Lost in Chacas

Chacas… ses femmes qui débitent de la laine d’alpaga dans la rue, sa route sinueuse dans la montagne pour y parvenir… Si la deuxième particularité est bien réelle, la première nous échappe totalement. Les travailleuses de la laine sont en vacances, et on n’a pas aperçu un seul lama en chemin.

Pas grave, on ne se démonte pas, et décidons de nous balader dans la mini-ville, dont le centre d’attraction est l’énorme place principale, que surplombe… une église.

On se fait alpaguer tous les 5 mètres par les enfants, les commerçants, les habitants… À peine débarquées du bus, une vieille mendiante nous accoste.

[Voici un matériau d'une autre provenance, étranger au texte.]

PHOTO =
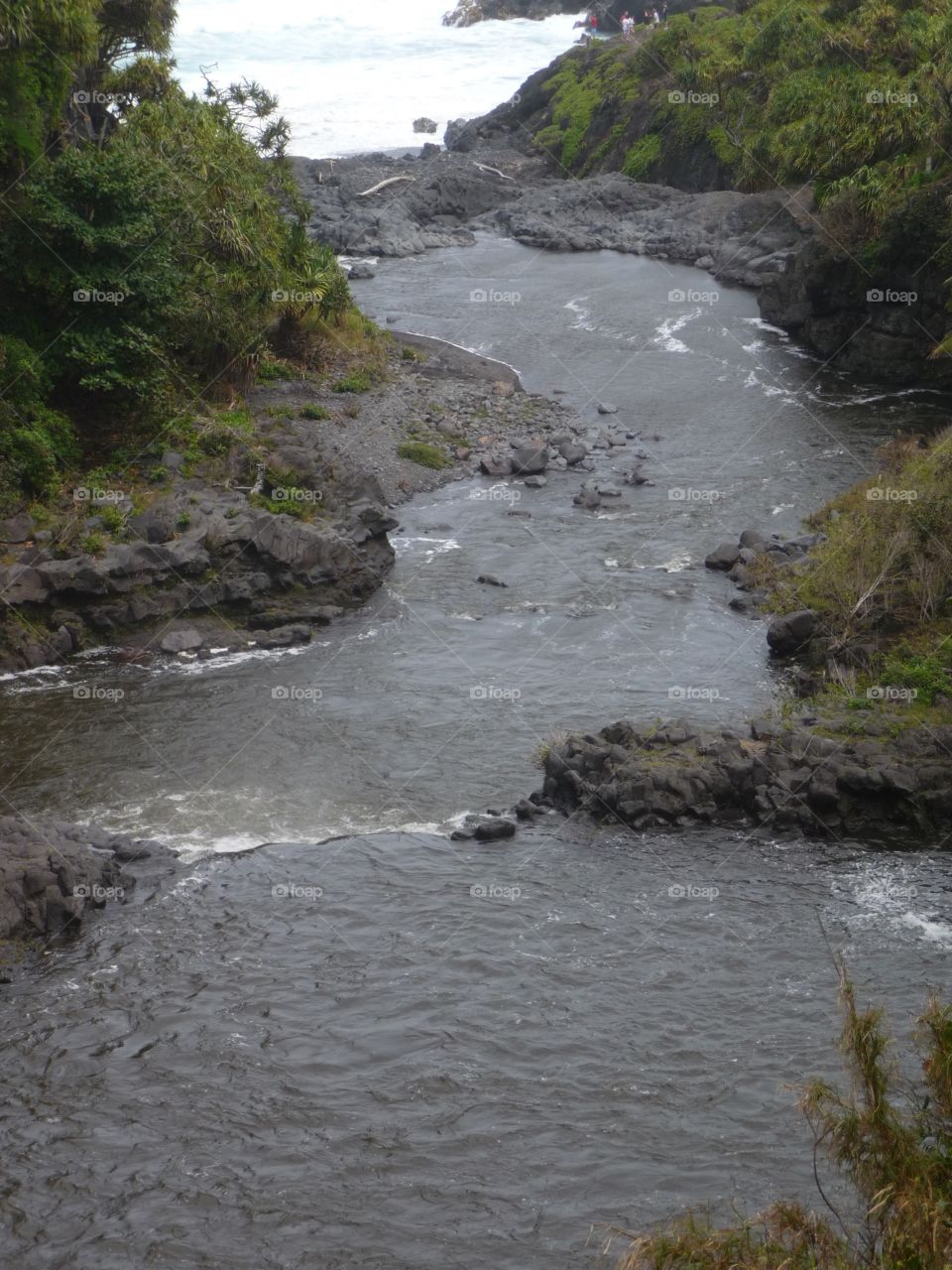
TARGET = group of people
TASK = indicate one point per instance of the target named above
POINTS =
(654, 17)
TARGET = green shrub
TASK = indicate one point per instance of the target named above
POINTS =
(422, 453)
(928, 675)
(271, 370)
(892, 1146)
(113, 520)
(642, 158)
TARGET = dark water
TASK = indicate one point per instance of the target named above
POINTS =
(402, 1071)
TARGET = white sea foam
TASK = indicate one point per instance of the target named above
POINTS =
(665, 334)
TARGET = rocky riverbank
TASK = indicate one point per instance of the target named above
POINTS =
(276, 526)
(442, 198)
(807, 775)
(54, 874)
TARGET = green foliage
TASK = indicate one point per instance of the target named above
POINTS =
(851, 96)
(113, 520)
(93, 544)
(928, 675)
(422, 453)
(642, 158)
(895, 1151)
(271, 370)
(35, 441)
(153, 245)
(294, 507)
(888, 557)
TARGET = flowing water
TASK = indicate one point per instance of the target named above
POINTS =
(397, 1051)
(354, 80)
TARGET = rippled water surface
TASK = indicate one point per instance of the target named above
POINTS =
(394, 1051)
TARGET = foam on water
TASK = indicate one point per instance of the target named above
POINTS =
(353, 80)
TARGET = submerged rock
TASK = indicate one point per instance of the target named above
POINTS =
(54, 873)
(484, 828)
(788, 634)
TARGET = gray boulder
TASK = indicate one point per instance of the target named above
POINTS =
(724, 557)
(531, 458)
(788, 634)
(497, 465)
(572, 451)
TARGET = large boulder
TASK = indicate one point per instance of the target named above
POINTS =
(51, 873)
(531, 458)
(788, 634)
(572, 451)
(724, 557)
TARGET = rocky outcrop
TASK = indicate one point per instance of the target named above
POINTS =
(54, 874)
(774, 776)
(880, 324)
(747, 239)
(433, 207)
(227, 562)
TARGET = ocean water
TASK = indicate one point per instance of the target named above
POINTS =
(353, 80)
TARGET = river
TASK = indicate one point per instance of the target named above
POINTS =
(397, 1051)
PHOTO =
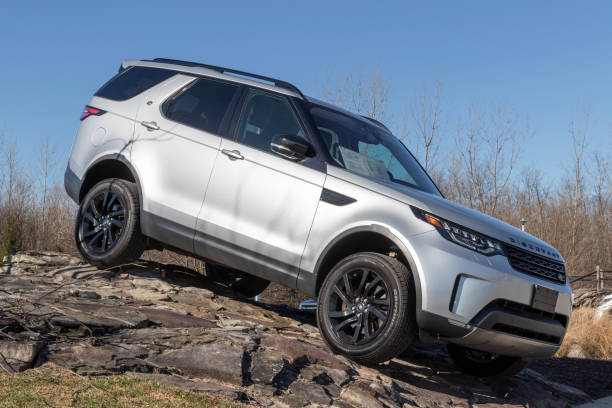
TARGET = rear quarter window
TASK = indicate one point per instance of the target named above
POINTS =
(132, 82)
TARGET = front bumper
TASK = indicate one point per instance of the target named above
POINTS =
(483, 303)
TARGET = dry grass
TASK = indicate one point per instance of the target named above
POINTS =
(593, 336)
(60, 388)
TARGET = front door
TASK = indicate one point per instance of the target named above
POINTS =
(175, 146)
(259, 206)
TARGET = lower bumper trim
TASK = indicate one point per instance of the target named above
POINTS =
(505, 344)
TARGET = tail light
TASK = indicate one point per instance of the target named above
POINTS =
(90, 110)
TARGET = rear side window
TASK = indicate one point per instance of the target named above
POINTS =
(202, 106)
(132, 82)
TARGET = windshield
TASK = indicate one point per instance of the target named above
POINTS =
(369, 150)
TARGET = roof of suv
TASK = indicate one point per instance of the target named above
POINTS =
(226, 74)
(242, 77)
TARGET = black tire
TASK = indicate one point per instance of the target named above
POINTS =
(483, 364)
(247, 285)
(107, 228)
(391, 297)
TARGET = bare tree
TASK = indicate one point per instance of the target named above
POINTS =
(489, 145)
(426, 121)
(47, 159)
(363, 92)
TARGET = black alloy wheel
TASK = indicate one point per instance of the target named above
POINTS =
(107, 230)
(359, 306)
(366, 308)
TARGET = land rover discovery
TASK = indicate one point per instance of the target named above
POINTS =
(266, 184)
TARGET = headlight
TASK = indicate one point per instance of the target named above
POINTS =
(461, 235)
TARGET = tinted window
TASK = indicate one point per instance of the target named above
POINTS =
(202, 106)
(369, 150)
(265, 116)
(133, 81)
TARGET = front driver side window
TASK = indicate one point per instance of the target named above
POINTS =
(265, 116)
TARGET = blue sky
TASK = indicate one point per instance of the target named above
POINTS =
(543, 58)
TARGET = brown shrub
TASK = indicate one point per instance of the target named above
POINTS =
(593, 336)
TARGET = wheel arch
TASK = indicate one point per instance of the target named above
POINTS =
(370, 238)
(109, 166)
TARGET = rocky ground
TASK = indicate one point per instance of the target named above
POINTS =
(170, 325)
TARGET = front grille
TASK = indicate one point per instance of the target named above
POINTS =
(532, 264)
(518, 331)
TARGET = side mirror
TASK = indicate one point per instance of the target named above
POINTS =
(292, 147)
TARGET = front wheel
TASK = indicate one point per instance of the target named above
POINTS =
(482, 364)
(107, 230)
(366, 308)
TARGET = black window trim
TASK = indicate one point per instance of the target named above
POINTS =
(292, 106)
(225, 124)
(331, 162)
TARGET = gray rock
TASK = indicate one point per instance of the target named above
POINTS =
(575, 351)
(19, 356)
(301, 395)
(211, 342)
(265, 368)
(218, 361)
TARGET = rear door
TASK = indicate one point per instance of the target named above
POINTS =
(259, 206)
(175, 146)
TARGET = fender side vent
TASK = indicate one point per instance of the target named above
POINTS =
(334, 198)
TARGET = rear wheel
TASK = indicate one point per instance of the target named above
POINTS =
(241, 282)
(107, 230)
(483, 364)
(366, 308)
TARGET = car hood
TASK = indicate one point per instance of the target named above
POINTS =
(461, 215)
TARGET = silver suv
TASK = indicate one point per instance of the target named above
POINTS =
(266, 184)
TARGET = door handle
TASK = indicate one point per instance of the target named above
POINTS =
(150, 125)
(232, 154)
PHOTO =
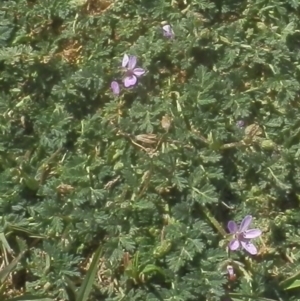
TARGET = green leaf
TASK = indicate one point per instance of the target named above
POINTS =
(9, 268)
(294, 284)
(88, 282)
(30, 298)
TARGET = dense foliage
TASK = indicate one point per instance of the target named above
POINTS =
(150, 176)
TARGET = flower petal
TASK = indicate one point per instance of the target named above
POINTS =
(138, 71)
(232, 227)
(125, 60)
(168, 31)
(234, 245)
(115, 87)
(130, 81)
(245, 223)
(249, 247)
(230, 270)
(132, 62)
(252, 233)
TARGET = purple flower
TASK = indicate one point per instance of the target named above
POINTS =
(168, 31)
(240, 123)
(132, 73)
(243, 236)
(115, 87)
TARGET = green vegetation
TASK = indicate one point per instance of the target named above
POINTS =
(124, 196)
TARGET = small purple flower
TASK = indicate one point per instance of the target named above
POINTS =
(243, 236)
(240, 123)
(168, 31)
(132, 73)
(115, 87)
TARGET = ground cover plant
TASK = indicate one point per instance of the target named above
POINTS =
(149, 150)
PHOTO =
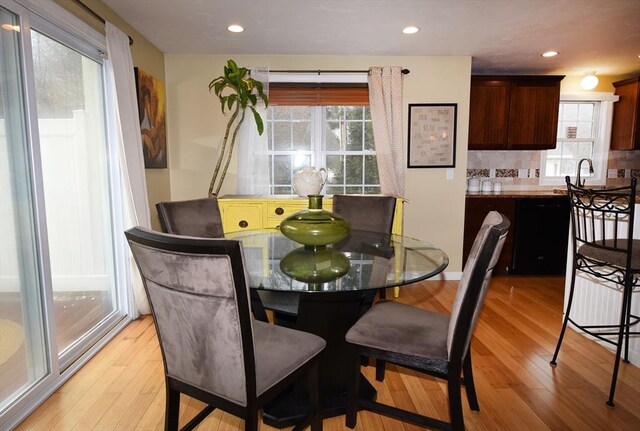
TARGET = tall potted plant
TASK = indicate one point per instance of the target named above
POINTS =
(236, 91)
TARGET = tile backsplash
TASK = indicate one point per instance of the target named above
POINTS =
(520, 170)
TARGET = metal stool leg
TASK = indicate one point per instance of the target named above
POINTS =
(621, 335)
(566, 316)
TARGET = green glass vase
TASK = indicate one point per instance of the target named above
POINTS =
(315, 228)
(315, 266)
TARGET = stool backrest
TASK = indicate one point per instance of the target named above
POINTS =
(602, 223)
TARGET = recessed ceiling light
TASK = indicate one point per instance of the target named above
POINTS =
(235, 28)
(589, 82)
(410, 30)
(11, 27)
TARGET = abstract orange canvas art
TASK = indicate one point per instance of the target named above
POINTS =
(152, 114)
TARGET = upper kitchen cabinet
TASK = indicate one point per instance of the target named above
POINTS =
(518, 112)
(625, 134)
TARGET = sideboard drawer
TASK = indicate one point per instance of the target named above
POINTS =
(237, 217)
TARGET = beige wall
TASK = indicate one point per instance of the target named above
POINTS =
(435, 207)
(150, 59)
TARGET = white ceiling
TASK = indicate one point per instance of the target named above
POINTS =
(502, 36)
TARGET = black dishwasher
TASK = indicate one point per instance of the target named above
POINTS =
(541, 233)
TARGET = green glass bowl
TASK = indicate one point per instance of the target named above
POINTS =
(315, 266)
(315, 227)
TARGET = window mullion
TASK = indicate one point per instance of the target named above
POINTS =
(318, 127)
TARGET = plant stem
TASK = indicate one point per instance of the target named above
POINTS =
(230, 153)
(222, 150)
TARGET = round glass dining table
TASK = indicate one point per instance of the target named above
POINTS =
(335, 286)
(362, 261)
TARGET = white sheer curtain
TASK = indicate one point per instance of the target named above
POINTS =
(127, 130)
(385, 103)
(253, 162)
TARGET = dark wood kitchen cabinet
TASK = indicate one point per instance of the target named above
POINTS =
(625, 133)
(514, 112)
(538, 235)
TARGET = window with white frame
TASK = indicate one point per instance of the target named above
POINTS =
(324, 122)
(338, 138)
(584, 131)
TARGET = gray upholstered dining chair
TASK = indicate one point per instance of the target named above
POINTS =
(363, 212)
(200, 218)
(196, 217)
(212, 349)
(426, 341)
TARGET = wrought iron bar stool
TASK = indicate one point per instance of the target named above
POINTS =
(603, 247)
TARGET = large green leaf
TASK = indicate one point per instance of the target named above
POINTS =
(258, 119)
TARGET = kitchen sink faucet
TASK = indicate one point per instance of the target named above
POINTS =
(578, 183)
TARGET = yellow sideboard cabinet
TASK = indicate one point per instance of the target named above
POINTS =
(246, 212)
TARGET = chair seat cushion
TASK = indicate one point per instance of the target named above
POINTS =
(279, 351)
(400, 328)
(613, 257)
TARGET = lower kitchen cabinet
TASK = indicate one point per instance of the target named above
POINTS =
(537, 239)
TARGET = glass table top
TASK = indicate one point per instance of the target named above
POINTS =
(361, 261)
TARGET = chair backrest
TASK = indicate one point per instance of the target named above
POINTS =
(473, 285)
(602, 222)
(198, 294)
(372, 213)
(197, 217)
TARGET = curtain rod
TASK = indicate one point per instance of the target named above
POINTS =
(96, 16)
(404, 71)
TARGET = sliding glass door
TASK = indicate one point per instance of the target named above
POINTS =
(73, 153)
(24, 351)
(60, 291)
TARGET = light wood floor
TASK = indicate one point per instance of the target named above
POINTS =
(122, 387)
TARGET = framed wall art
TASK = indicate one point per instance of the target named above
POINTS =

Je ne sais toujours pas si elle nous parlait en espagnol ou en quechua. Mais je me souviens bien qu'elle nous a claqué une bise sonore après avoir englouti mon café.

L’homme à droite nous invite à partager le repas que les femmes de son quartier ont préparé pour célébrer Noël. Un bon bœuf-carottes plus tard et nous leur donnons rendez-vous plus tard au village.

C’est qu’on a du shopping à faire, des vêtements traditionnels à essayer devant la vendeuse et les clients amusés, et une procession d’enfants de différents barrios à admirer. À part ça, à vrai dire, pas grand chose… Couchées à 21h, on s’imagine mal rester une journée de plus.

Le lendemain matin, le bus pour rentrer à Huaraz est plein, on chope donc un taxi qui nous coûte 10 fois plus cher. Mais c’est toujours mieux que d’être stuck in the city.